Reformasi TNI Dinilai Berjalan Mundur di Rezim Jokowi
Terbaru

Reformasi TNI Dinilai Berjalan Mundur di Rezim Jokowi

Tidak ada kebijakan yang arahnya mendukung reformasi TNI. Sebaliknya wacana revisi UU TNI arahnya bukan profesionalisme, tapi malah membahayakan demokrasi.

Ady Thea DA
Bacaan 3 Menit
Diskusi bertema Menyikapi Kembalinya DwiFungsi ABRI, Perluasan Kewenangan TNI, isu Peradilan Militer dalam Pembahasan RUU TNI di DPR, Minggu (19/5/2024). Foto: Tangkapan layar youtube
Diskusi bertema Menyikapi Kembalinya DwiFungsi ABRI, Perluasan Kewenangan TNI, isu Peradilan Militer dalam Pembahasan RUU TNI di DPR, Minggu (19/5/2024). Foto: Tangkapan layar youtube

Perjuangan masyarakat sipil di era reformasi antara lain memisahkan institusi Polri dan TNI membuahkan hasil.
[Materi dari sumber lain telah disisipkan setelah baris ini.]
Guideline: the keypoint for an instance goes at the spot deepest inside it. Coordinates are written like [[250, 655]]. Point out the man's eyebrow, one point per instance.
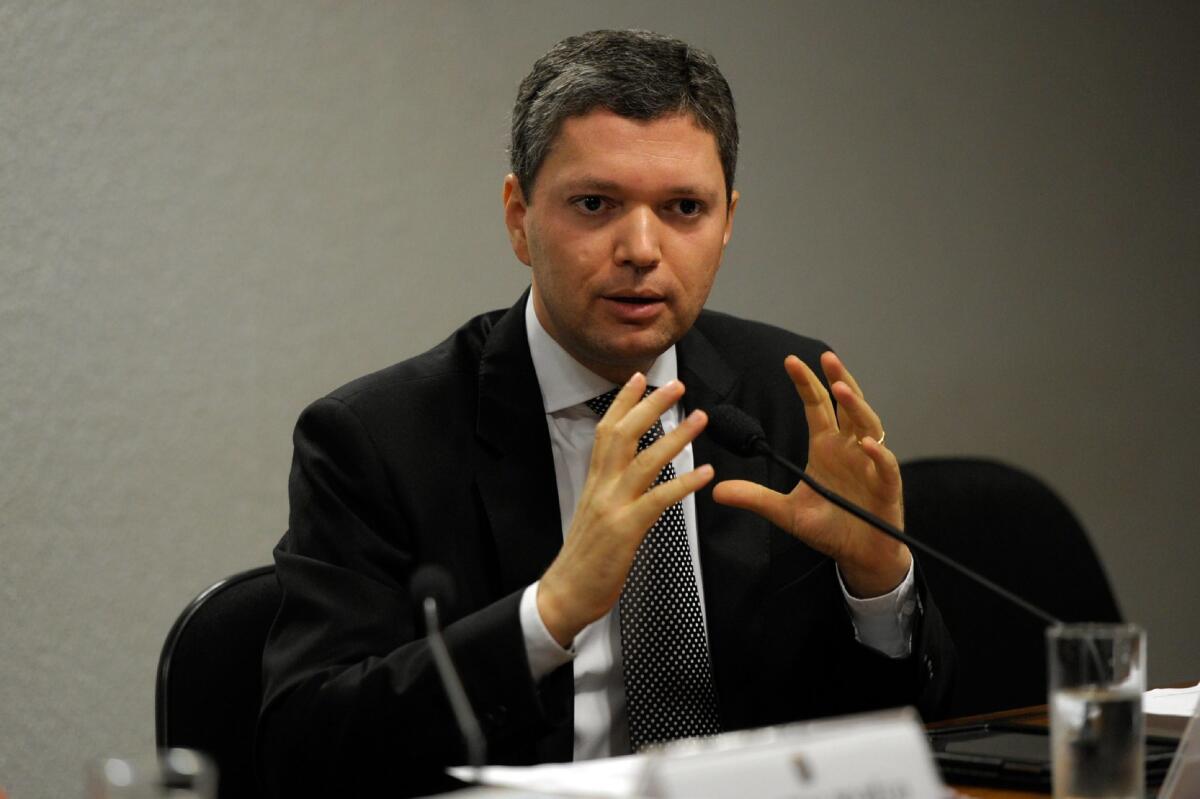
[[600, 186]]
Pemisahan itu merupakan bagian dari reformasi di sektor pertahanan dan keamanan. Tapi proses reformasi itu belum tuntas, salah satu yang belum direformasi yakni UU No.31 Tahun 1997 tentang Peradilan Militer.

Alih-alih merevisi beleid itu pemerintah dan DPR malah memproses revisi UU No.34 Tahun 2004 tentang TNI. Selama 2 periode pemerintahan Presiden Joko Widodo, kalangan masyarakat sipil menilai tidak ada kemajuan dalam reformasi TNI. Malah yang ada justru kemunduran.

Pengacara publik Lembaga Bantuan Hukum (LBH) Jakarta, Fadhil Alfathan mengatakan tidak ada kemajuan yang impresif selama pemerintahan Presiden Jokowi terkait reformasi TNI. Sebaliknya malah kemunduran di sektor reformasi keamanan. Dia menyayangkan kondisi tersebut.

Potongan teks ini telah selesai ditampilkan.